Artisan: Neil Carter
Date: 2024
Inscriptions: signed ‘Neil Carter’ on the underside
Dimensions: 47 x 80 x 40 mm. / 1 ⅞ x 3 ⅛ x 1 ⅝ inches (height x width x depth)
Inventory number: 2024.001
Intended Room: Gallery
Category: Sculpture
Provenance: Purchased by us from Neil’s Etsy shop in December 2024.
This is the first classically-inspired work we’ve bought from Neil and, as one of the most famous sculptures surviving from antiquity, it was one we couldn’t resist. It’s based on the marble sculpture in the Capitoline Museums in Rome, itself based on a lost bronze Hellenistic original. Once thought to be a gladiator, the figure was identified as a Gaul in the mid-19th century, based on features such as the torc around the man’s neck and the shape of the shield on which he sits. There’s also a kind of carnyx beside him – the ancient Celtic horn.

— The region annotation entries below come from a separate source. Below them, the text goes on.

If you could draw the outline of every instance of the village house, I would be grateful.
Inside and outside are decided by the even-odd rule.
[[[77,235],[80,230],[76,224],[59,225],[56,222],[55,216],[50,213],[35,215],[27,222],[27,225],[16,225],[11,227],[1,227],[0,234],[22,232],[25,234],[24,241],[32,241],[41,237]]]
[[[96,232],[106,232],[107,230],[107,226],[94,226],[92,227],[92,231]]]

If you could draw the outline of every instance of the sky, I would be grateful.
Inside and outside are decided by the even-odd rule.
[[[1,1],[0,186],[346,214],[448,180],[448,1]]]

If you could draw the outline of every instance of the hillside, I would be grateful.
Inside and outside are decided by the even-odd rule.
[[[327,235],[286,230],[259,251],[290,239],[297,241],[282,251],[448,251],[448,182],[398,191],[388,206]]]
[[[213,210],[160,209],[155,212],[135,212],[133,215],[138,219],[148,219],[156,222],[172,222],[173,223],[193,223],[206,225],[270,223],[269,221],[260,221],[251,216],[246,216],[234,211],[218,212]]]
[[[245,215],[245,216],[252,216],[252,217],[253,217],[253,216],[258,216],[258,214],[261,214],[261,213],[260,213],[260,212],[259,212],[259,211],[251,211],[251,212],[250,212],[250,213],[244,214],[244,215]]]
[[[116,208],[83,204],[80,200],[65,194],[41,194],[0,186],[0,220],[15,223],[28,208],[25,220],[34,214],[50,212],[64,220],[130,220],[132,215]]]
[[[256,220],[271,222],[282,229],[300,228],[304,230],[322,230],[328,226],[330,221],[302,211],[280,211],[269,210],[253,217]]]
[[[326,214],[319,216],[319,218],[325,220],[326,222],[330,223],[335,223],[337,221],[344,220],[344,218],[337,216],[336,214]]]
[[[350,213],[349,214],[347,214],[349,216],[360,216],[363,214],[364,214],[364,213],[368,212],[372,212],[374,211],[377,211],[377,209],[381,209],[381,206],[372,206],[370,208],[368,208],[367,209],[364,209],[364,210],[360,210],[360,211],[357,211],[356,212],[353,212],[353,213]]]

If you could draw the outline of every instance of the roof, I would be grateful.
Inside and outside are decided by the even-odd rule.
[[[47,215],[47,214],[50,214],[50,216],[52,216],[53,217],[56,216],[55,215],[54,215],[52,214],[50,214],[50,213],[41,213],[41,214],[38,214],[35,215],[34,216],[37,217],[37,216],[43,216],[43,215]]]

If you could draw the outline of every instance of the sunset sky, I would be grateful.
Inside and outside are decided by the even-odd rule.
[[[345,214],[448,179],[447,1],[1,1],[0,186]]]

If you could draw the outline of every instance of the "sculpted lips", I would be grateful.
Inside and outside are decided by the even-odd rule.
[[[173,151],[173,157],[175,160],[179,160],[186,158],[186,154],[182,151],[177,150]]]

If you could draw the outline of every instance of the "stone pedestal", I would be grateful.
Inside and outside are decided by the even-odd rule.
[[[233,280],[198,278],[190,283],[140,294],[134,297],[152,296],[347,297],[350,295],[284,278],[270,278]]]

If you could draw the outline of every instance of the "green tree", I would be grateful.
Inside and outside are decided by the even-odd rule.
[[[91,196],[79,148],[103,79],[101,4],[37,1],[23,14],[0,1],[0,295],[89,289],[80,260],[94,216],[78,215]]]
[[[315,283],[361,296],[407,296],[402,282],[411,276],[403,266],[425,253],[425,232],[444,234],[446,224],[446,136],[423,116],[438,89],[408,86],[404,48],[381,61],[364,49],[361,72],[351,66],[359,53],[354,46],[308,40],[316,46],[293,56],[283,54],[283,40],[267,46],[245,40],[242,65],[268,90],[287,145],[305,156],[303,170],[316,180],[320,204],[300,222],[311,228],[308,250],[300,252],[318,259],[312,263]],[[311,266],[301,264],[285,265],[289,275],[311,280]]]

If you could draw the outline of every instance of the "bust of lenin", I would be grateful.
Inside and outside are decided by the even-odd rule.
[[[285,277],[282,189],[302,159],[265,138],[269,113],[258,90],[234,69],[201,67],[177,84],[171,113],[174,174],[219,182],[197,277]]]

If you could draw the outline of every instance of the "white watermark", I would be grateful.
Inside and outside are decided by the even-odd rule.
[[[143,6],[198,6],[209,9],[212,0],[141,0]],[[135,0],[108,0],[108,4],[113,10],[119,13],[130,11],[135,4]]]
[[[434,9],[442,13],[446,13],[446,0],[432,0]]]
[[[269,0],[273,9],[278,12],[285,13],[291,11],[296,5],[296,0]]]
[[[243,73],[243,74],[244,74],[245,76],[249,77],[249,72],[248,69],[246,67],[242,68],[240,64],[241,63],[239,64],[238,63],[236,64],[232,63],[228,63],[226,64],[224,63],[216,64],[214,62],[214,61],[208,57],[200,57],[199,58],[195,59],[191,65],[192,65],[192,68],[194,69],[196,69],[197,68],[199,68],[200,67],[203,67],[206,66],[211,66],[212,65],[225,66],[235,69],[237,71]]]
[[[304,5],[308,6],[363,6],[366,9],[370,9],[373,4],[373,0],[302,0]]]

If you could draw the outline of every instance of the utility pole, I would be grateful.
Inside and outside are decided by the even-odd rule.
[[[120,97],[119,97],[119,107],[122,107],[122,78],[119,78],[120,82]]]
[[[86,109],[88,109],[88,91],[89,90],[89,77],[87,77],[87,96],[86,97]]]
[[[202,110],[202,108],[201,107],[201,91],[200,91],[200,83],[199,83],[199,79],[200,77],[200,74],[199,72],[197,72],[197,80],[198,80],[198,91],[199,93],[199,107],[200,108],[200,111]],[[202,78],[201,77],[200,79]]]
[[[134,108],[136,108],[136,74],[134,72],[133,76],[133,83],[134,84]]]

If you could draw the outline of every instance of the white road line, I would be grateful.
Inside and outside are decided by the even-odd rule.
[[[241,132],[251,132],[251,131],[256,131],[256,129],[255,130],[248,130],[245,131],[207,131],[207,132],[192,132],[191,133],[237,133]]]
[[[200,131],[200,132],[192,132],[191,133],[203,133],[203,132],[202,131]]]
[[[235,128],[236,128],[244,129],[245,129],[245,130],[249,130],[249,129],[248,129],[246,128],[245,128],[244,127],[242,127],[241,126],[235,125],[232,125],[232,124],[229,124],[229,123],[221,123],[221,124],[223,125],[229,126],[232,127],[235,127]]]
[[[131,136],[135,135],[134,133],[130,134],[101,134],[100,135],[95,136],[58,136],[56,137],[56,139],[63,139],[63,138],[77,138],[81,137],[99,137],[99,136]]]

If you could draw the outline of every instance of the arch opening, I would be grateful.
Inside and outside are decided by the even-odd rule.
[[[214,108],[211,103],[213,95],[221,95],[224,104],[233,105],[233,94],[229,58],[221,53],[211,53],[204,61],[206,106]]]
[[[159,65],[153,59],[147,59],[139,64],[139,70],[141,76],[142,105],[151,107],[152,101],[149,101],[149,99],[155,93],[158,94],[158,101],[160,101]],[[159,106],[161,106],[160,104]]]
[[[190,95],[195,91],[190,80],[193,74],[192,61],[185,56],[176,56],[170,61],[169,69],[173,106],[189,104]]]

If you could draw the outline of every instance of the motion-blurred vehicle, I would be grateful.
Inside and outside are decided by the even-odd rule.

All these details, of course, are present and correct in Neil’s beautiful copy, which also captures the grace and dignity of the dying warrior.
The statue was hugely popular among Grand Tourists in the 18th and 19th centuries, and it was widely replicated at full scale and in miniature versions designed as desk ornaments and paperweights – as well as in prints. This replica, on the larger side, will sit beautifully in the middle of the Gallery, alongside the Quartermaines’ collection of Renaissance and modern sculpture (most of it also made by Neil!).